To test this hypothesis, researchers, led by Andrea DiMartini, M.D. of the University of Pittsburgh, investigated post-transplant tobacco use among 172 patients who received a liver transplant as a result of alcoholic liver disease (ALD). They asked patients to complete questionnaires about their health habits--including the Fagerstrom Test for Nicotine Dependence--every three months in the first post-transplant year, and every 6 months for the next two years. The researchers then analyzed the responses in relation to demographic data.

"The results show a disturbing trend in our ALD population," the authors report. "A significant percent (39-58 percent across time points) use tobacco post-liver transplant." They found that most smokers resumed their habit quickly and their consumption increased over the first post-transplant year. Nearly 50 percent of those who smoked at all post-transplant were found to be nicotine dependent.

Only a few associations were found between smoking and demographic and medical characteristics in the transplant population. Recipients who also had hepatitis B virus or hepatitis C virus were more likely to smoke, as were those with a history of abusing substances (beyond alcohol).

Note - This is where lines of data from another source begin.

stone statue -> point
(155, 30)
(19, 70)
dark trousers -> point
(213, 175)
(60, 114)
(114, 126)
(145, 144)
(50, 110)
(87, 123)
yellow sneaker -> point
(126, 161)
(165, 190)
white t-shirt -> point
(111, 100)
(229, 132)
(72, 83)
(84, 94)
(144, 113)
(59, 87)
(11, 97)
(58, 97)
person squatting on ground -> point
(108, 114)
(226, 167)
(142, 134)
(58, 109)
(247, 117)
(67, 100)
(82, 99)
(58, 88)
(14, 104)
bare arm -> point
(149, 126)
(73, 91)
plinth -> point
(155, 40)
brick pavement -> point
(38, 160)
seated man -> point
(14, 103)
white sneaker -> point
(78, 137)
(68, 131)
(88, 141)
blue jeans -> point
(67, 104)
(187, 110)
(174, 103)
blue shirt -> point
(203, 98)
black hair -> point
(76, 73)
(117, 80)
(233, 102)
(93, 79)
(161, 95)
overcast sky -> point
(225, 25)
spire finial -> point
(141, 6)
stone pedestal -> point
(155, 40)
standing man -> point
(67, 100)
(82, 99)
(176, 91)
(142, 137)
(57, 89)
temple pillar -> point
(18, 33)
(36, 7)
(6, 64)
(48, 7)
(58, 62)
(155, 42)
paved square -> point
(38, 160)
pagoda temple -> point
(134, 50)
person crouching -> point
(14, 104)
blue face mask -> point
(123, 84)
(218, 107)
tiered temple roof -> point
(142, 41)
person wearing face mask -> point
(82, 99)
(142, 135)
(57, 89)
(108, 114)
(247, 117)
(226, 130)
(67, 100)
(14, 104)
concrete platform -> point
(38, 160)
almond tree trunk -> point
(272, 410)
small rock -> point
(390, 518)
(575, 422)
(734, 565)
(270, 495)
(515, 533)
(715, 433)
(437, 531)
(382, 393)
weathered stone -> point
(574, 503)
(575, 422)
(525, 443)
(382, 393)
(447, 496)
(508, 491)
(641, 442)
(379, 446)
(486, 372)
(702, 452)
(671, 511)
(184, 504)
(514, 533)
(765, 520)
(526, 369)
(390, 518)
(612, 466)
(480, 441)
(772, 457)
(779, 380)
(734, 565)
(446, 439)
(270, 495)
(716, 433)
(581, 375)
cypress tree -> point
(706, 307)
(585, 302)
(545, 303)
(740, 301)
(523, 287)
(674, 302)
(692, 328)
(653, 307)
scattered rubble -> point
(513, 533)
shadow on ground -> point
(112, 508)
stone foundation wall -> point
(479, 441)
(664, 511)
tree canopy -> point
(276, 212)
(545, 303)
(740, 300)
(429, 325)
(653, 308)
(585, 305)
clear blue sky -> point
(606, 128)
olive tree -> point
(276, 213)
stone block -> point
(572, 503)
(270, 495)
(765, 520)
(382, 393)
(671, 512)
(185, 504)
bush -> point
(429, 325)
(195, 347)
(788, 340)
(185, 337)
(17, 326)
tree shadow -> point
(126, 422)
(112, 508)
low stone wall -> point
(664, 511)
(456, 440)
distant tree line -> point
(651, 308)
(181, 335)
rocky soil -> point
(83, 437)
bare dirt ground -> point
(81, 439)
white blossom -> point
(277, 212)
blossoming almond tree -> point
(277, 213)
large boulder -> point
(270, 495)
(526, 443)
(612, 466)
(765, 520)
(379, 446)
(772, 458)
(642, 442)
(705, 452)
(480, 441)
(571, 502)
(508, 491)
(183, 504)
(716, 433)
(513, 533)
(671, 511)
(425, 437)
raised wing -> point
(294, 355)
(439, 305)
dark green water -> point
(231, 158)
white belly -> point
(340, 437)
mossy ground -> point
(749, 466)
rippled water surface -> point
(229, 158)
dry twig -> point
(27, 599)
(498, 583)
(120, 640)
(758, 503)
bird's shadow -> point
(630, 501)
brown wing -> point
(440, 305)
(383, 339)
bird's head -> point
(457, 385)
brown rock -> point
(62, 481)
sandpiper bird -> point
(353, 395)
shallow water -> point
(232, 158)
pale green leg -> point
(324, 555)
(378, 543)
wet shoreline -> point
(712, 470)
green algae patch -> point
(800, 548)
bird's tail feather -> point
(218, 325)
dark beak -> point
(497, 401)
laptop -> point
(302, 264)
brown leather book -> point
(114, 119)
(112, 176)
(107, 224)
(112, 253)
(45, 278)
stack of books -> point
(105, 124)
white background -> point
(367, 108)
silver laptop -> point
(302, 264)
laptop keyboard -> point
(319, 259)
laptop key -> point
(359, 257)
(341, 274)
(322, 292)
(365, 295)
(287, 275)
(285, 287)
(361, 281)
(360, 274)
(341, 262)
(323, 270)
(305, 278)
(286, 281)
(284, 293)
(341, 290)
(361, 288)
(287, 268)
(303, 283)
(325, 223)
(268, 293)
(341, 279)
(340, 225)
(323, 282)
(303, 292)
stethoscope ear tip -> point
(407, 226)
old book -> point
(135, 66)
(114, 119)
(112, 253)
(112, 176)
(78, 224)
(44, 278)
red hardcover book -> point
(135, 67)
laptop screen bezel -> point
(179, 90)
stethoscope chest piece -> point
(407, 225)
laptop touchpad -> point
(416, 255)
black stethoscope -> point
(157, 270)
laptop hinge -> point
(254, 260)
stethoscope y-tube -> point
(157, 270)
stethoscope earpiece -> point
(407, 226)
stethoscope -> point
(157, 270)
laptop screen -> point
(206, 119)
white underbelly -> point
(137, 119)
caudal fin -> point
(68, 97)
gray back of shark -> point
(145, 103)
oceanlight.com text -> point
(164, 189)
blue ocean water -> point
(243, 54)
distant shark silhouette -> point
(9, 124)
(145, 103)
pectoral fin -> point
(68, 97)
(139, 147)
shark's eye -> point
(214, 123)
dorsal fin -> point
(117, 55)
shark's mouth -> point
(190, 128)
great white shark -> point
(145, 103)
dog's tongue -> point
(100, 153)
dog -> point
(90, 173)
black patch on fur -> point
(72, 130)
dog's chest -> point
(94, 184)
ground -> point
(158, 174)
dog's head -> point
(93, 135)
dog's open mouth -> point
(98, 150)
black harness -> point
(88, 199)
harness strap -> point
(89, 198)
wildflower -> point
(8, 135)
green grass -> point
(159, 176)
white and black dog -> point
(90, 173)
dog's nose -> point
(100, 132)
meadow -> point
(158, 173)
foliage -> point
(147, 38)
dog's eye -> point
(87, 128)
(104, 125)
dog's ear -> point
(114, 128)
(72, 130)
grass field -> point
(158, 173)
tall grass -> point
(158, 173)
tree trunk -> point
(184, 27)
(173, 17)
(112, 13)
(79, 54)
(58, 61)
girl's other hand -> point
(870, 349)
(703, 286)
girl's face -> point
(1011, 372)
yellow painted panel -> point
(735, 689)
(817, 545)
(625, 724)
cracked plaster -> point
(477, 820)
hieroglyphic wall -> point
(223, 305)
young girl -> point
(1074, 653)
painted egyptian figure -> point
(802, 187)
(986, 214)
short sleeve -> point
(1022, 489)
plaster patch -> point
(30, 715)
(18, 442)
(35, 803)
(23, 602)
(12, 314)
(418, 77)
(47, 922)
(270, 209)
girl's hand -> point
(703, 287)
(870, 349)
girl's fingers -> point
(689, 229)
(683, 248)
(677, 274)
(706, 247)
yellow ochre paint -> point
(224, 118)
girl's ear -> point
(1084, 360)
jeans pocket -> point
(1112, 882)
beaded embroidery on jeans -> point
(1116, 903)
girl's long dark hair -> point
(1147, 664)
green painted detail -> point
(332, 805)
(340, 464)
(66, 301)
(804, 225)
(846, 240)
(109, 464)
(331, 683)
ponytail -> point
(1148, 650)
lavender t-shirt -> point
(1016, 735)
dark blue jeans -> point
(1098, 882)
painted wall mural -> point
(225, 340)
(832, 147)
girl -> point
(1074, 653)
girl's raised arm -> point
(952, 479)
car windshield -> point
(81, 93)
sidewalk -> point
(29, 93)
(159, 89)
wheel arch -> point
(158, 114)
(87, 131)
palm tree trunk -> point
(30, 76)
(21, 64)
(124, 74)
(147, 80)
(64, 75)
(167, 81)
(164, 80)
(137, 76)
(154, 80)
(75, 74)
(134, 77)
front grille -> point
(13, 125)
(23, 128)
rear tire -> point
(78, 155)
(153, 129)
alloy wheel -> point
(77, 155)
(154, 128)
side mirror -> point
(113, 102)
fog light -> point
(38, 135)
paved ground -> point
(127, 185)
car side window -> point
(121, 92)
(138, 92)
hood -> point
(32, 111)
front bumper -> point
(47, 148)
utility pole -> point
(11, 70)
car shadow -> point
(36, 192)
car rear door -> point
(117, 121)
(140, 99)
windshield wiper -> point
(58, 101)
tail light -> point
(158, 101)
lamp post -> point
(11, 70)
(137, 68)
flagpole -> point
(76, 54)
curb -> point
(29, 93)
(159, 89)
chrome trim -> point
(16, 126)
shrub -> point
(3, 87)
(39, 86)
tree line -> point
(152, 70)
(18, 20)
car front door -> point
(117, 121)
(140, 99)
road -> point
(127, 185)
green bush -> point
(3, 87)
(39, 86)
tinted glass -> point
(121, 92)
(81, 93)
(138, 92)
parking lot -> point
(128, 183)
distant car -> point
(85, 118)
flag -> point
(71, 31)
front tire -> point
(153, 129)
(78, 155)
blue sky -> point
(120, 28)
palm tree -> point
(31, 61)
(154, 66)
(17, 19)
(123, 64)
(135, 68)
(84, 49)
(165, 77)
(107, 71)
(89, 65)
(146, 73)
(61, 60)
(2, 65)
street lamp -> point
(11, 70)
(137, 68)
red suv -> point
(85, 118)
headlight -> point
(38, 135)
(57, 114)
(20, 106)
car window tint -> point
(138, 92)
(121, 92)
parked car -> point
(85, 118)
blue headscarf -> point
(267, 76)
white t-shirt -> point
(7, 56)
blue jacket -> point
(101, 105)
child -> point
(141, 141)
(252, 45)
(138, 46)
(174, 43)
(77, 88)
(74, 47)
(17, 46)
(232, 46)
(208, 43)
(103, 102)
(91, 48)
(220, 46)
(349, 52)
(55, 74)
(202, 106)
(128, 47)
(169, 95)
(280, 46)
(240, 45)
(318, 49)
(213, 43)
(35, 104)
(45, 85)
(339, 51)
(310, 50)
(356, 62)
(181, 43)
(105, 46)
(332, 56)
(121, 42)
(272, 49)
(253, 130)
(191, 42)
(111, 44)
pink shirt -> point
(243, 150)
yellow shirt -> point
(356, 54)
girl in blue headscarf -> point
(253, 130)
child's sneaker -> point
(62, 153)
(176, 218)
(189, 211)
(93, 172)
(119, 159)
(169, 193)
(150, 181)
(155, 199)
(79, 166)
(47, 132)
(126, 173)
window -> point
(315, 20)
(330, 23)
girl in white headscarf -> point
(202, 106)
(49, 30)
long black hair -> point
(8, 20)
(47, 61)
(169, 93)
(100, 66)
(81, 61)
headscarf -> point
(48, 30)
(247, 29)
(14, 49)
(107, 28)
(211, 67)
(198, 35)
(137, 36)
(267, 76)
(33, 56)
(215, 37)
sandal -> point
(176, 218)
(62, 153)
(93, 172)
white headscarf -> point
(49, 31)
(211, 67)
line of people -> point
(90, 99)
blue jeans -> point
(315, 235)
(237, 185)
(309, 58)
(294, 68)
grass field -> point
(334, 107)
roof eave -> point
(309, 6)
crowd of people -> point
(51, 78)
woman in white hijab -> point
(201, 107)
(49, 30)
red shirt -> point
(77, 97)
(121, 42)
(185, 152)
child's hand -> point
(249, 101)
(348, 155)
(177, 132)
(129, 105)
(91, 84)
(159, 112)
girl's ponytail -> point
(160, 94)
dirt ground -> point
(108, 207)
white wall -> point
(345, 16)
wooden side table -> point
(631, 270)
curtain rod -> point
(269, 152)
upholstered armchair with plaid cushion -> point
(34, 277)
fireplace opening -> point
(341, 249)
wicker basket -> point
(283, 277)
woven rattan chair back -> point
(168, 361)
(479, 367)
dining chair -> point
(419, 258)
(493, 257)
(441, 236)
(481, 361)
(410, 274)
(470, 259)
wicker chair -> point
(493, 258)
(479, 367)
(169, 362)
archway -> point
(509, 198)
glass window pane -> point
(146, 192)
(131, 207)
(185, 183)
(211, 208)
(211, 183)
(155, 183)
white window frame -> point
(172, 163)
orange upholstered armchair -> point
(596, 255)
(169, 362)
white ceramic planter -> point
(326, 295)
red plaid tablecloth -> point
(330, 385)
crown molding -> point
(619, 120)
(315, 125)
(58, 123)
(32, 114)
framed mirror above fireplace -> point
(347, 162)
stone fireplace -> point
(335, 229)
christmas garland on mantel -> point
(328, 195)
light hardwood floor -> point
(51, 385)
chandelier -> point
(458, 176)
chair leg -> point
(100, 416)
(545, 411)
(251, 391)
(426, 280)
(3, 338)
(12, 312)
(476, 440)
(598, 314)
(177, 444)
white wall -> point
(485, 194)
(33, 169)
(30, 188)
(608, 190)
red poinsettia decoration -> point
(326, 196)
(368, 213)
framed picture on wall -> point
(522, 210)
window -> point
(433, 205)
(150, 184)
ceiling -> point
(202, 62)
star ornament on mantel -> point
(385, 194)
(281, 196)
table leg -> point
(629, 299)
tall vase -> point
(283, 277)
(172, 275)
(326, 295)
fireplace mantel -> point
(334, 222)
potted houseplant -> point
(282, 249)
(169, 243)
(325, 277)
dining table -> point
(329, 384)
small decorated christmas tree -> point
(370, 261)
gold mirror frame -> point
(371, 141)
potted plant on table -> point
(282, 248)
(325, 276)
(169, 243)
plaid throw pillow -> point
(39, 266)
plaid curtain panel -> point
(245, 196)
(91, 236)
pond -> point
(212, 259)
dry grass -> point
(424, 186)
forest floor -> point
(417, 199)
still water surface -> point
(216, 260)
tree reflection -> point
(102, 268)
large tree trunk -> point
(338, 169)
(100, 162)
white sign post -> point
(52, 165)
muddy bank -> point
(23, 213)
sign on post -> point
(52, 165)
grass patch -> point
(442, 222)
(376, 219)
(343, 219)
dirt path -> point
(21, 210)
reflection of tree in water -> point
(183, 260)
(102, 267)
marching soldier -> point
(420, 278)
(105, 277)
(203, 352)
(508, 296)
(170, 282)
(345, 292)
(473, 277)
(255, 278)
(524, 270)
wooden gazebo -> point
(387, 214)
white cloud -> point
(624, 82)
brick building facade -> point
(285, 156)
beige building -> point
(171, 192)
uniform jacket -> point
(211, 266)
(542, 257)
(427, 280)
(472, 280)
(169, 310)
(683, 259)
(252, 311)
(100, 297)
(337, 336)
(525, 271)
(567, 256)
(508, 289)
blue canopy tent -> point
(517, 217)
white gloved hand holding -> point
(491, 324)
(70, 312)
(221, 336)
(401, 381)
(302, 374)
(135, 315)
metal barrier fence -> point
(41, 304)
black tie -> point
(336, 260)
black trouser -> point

Patients who had been alcohol-dependent pre-transplant were also more likely to smoke. The researchers did not find an association between depressive symptoms and smoking. They intend to continue following the population to investigate the associations between tobacco use and post-liver-transplant morbidity and mortality.

Compared to statistics that show just 10 to 15 percent of liver transplant recipients return to alcohol abuse, the high rates of smoking are worrisome and may be due to the lack of "a concerted approach to tobacco use," say the authors.

"Considering all associations between tobacco use and poor health outcomes, tobacco use may well outweigh alcohol use for impact on post-liver transplant morbidity and mortality," they conclude. "Tobacco use has become the next compelling issue for liver transplant candidates and one of the most important indications for treatment after liver transplant."